Covenants Via Signatures
Covenants are in Bitcoin already, almost?
[EDIT: An earlier version claimed we do covenants already. Oops! Thanks Ruben Somsen and Jimmy Song.]
In Bitcoin, covenants refers to restricting how an output is spent: this is from the legal term where conditions on property persist beyond sale. This is usually defined to exclude the “obvious” common requirement that the spending transaction be signed by a given key.
But to step back, there are logically three things OP_CHECKSIG (and friends) do:
- Assemble parts of the spending transaction (which parts depends on the SIGHASH flags).
- Hash that.
- Validates the hash has been signed by the given key.
For covenants, you really just want the first part: the ability to introspect so you can check whatever feature of the transaction you care about (this is the basis for OP_TX, which takes a bitmap telling it what about the spending transaction to push onto the stack so you can test it). But if you only care about equality, you can get away with something that does the first two things (this insight was the basis for Russell O’Connor’s OP_TXHASH, like OP_TX but always hashes before putting on the stack), and just check the hash is what you expected.
But, Burak points out that if you only care about equality, and are happy to specify all the fields that are covered by signatures (with the various SIGHASH variants), you can simply put a pubkey with pre-made signature and an OP_CHECKSIG into the output script! That constrains the transaction’s fields to hash to whatever that OP_CHECKSIG expects.

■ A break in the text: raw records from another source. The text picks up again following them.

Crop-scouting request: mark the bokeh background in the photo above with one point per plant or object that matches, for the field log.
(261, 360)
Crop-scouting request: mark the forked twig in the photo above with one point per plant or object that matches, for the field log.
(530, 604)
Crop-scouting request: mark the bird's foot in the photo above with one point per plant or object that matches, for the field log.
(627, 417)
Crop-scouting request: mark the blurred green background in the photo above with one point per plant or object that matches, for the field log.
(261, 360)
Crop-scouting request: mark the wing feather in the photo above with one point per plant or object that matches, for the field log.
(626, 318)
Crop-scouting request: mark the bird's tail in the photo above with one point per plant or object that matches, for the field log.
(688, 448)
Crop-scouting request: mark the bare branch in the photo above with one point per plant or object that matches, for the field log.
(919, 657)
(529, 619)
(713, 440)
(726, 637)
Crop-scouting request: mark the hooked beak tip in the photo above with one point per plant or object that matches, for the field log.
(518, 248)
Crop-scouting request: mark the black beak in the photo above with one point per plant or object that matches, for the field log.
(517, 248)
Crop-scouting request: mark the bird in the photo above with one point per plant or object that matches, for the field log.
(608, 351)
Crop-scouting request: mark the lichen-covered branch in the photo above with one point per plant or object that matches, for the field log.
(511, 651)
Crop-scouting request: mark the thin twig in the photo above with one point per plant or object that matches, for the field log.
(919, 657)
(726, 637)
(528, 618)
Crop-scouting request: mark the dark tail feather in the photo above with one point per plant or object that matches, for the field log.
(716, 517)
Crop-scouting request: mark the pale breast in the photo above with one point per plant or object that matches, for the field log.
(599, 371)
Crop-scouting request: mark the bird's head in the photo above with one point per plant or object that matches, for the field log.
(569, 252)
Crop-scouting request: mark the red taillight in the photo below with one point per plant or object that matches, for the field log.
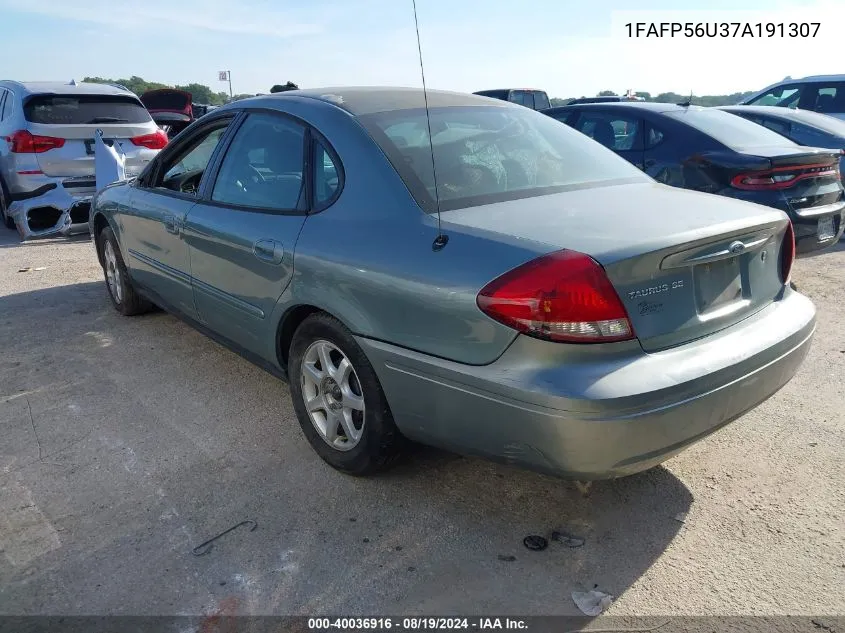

This, of course, is overkill: you don’t actually care about the signature operation, you’re just using it test hashes to create covenants. But unfortunately (as pointed out when I posted on Twitter, all excited!), it doesn’t quite work yet, because your signature has to commit to the script which contains the signature: a circular dependency.
But BIP-118 (a.k.a. ANYPREVOUT) proposes new SIGHASH flags which allow you not to commit to the input script, so this covenant-via-signature is possible, and Rearden Code has a tweak which makes this more powerful. I also suspect that you can probably use a simple 0x1
as the pubkey in some cases, since BIP-118 defines that to mean the taproot internal key, saving 32 bytes.